Grid2op · BamunugeDR99 · Jun 3, 2024 · Jun 3, 2024 · Jun 3, 2024 · Jun 4, 2024
diff --git a/examples/multi_agents/ray_example3.py b/examples/multi_agents/ray_example3.py
@@ -0,0 +1,280 @@
+# Copyright (c) 2019-2022, RTE (https://www.rte-france.com)
+# See AUTHORS.txt
+# This Source Code Form is subject to the terms of the Mozilla Public License, version 2.0.
+# If a copy of the Mozilla Public License, version 2.0 was not distributed with this file,
+# you can obtain one at http://mozilla.org/MPL/2.0/.
+# SPDX-License-Identifier: MPL-2.0
+# This file is part of Grid2Op, Grid2Op a testbed platform to model sequential decision making in power systems.
+
+"""example with local observation and local actions"""
+
+import warnings
+import numpy as np
+import copy
+
+from gym.spaces import Discrete, Box
+
+from ray.rllib.env.multi_agent_env import MultiAgentEnv as MAEnv
+from ray.rllib.policy.policy import PolicySpec, Policy
+
+import grid2op
+from grid2op.Action import PlayableAction
+from grid2op.multi_agent.multiAgentEnv import MultiAgentEnv
+from grid2op.gym_compat import GymEnv, BoxGymObsSpace, DiscreteActSpace
+
+from lightsim2grid import LightSimBackend
+from grid2op.gym_compat.utils import ALL_ATTR_FOR_DISCRETE
+from grid2op.multi_agent import ClusterUtils
+
+ENV_NAME = "l2rpn_case14_sandbox"
+DO_NOTHING_EPISODES = -1  # 200
+
+env_for_cls = grid2op.make(ENV_NAME,
+                           action_class=PlayableAction,
+                           backend=LightSimBackend())
+
+
+# Get ACTION_DOMAINS by clustering the substations
+ACTION_DOMAINS = ClusterUtils.cluster_substations(env_for_cls)
+
+# Get OBSERVATION_DOMAINS by clustering the substations
+OBSERVATION_DOMAINS = ClusterUtils.cluster_substations(env_for_cls)
+
+# wrapper for gym env
+class MAEnvWrapper(MAEnv):
+    def __init__(self, env_config=None):
+        super().__init__()
+        if env_config is None:
+            env_config = {}
+
+        env = grid2op.make(ENV_NAME,
+                           action_class=PlayableAction,
+                           backend=LightSimBackend())  
+
+        action_domains = copy.deepcopy(ACTION_DOMAINS)
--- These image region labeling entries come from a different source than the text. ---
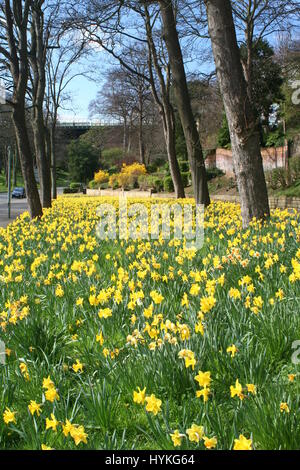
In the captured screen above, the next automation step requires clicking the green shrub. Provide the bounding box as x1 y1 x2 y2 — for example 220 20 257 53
152 178 164 193
146 163 157 174
101 147 124 168
266 168 287 189
179 161 190 173
63 188 78 194
206 168 225 181
289 156 300 183
265 129 285 147
164 176 174 193
218 113 231 149
181 171 191 188
70 183 82 190
108 165 119 175
88 180 98 189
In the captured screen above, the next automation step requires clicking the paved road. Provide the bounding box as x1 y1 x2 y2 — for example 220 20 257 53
0 188 63 227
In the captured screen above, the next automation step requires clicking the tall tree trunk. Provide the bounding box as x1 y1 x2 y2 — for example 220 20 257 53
50 125 57 199
159 0 210 206
163 104 185 199
123 116 127 157
205 0 270 227
143 2 185 199
31 5 51 207
32 112 51 208
138 90 146 164
4 0 43 219
12 106 43 219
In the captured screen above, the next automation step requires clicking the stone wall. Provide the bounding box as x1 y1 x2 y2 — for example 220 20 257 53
213 146 287 176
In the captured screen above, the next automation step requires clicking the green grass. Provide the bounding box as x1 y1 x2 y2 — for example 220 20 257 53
0 197 300 450
270 181 300 197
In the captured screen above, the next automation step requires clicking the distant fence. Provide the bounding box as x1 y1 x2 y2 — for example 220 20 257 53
212 194 300 211
87 189 300 211
205 146 288 175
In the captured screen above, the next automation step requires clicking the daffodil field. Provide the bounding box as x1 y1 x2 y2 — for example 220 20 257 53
0 197 300 451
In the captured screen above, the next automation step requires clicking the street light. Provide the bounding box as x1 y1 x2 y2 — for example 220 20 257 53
7 146 11 219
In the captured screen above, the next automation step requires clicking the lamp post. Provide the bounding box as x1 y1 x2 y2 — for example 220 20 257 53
7 146 11 219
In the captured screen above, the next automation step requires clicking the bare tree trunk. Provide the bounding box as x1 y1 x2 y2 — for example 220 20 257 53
50 125 57 199
12 106 43 219
123 116 128 157
159 0 210 206
205 0 270 227
5 0 43 219
144 2 185 199
31 5 51 207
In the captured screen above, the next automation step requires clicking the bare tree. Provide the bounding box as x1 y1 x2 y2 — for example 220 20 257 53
231 0 300 100
45 30 88 199
72 1 185 198
158 0 210 206
29 0 52 208
89 67 135 156
205 0 270 227
0 0 42 218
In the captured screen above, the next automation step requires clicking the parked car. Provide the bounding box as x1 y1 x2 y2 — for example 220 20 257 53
11 188 26 199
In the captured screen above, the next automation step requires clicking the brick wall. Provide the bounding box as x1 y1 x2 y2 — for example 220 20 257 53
213 147 287 175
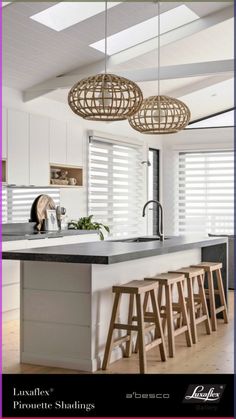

+        if "action_domains" in env_config:
+            action_domains = env_config["action_domains"]
+        observation_domains = copy.deepcopy(OBSERVATION_DOMAINS)
+        if "observation_domains" in env_config:
+            observation_domains = env_config["observation_domains"]
+        self.ma_env = MultiAgentEnv(env,
+                                    action_domains,
+                                    observation_domains)
+
+        self._agent_ids = set(self.ma_env.agents)
+        self.ma_env.seed(0)
+        self._agent_ids = self.ma_env.agents
+
+        # see the grid2op doc on how to customize the observation space
+        # with the grid2op / gym interface.
+        self._gym_env = GymEnv(env)
+        self._gym_env.observation_space.close()
+        obs_attr_to_keep = ["gen_p", "rho"]
+        if "obs_attr_to_keep" in env_config:
+            obs_attr_to_keep = copy.deepcopy(env_config["obs_attr_to_keep"])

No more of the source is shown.